Leonardo Spinazzola, esterno della Roma, ha percorso la sua carriera durante una puntata del podcast ufficiale del club giallorosso.
Queste le parole del calciatore della Roma e della Nazionale Italiana di Roberto Mancini:
Potevi essere a Coverciano con la Nazionale, ma poi con Mancini hai deciso di rimanere qui.
“È stata una mia richiesta. Il mister mi ha concesso questa settimana per lavorare e rimettermi a posto. Farò dei lavori specifici che mi mancano da luglio, infatti non ho fatto niente per il polpaccio e per tutta la catena. Gli ho chiesto questa cortesia e lui ha capito”.
Come ti senti? Ti manca qualcosina o hai pienamente recuperato?

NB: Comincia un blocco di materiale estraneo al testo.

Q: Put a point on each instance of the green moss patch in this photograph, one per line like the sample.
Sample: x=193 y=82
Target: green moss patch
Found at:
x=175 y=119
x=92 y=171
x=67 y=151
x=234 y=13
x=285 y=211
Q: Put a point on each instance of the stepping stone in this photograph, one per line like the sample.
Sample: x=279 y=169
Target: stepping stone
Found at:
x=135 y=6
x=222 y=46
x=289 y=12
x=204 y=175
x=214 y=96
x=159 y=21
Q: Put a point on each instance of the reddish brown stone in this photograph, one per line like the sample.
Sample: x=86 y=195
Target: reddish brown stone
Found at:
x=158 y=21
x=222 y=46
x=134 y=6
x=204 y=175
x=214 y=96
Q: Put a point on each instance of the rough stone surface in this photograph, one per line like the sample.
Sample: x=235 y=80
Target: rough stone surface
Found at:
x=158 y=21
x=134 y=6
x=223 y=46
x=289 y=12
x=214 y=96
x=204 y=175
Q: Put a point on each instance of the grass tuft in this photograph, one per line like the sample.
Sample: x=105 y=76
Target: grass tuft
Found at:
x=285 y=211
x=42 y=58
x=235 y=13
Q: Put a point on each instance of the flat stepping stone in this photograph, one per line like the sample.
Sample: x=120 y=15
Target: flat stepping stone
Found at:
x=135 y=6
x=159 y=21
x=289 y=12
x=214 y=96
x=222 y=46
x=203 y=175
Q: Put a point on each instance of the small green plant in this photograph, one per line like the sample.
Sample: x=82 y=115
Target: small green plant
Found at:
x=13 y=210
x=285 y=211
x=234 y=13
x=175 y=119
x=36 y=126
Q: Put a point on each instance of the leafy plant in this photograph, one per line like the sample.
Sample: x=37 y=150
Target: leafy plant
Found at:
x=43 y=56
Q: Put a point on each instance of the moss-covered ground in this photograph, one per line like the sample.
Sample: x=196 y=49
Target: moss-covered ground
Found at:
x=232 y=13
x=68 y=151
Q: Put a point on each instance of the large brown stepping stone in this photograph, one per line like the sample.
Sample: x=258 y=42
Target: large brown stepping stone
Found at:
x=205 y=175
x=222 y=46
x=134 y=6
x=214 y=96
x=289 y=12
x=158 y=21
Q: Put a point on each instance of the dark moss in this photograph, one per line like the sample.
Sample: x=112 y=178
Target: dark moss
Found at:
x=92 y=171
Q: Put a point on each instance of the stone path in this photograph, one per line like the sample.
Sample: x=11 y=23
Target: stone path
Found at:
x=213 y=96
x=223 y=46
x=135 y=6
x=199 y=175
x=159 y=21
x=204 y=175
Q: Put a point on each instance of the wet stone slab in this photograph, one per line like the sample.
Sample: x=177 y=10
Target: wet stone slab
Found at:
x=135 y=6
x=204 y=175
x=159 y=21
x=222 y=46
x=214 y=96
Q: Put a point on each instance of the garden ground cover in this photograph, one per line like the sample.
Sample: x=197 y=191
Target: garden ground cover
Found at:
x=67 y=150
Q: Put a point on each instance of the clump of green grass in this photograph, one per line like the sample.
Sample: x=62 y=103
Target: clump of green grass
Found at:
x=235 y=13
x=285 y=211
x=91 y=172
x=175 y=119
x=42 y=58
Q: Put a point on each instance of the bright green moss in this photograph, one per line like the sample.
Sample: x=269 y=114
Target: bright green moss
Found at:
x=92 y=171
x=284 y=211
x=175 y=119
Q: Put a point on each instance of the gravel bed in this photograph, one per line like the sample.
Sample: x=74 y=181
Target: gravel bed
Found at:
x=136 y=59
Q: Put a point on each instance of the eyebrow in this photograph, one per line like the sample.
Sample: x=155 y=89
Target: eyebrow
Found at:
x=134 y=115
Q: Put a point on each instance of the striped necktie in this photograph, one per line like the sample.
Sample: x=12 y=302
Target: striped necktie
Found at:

“Questo infortunio è uno dei peggiori per un calciatore e soprattutto per uno con le mie caratteristiche. Mi manca l’appoggio, quando vado veloce devo andare sull’avampiede. Sto cercando comunque di riprendere il più possibile”.
La tua prima squadra era il Virtus Foligno e, quando segnavi, facevi la mitraglia di Batistuta. Avevi la Roma nel destino.
“Sì, stimavo Batistuta. Anche vedere Totti e Cassano insieme era troppo bello. La Roma è stata sempre una squadra bella e divertente, con grandi giocatori. Ho sempre seguito i calciatori, non le squadre. Ho iniziato con Batistuta, poi amavo Ronaldo: tutti i giorni provavo le sue finte. Prima ero un trequartista, quindi prima ammiravo anche Rui Costa e Kakà. Poi Totti e Del Piero”. […]
A Siena hai subito il primo grave infortunio. È vero che hai pensato di smettere?
“Sì, avevo 14 anni. Mi ero allontanato da casa e poi dopo un mese mi sono entrati sulla caviglia: stop di due mesi. Era tosta, ho passato 6 mesi difficili. Poi dopo mi sono abituato ed è stato bellissimo”.
Non smettere è stata la scelta corretta.
“Sì (ride, ndr). Anche la famiglia mi ha aiutato molto. Ogni volta che mi sentivano strano venivano da me”.
Hai caratteristiche offensive. Perché non sei diventato un esterno alto?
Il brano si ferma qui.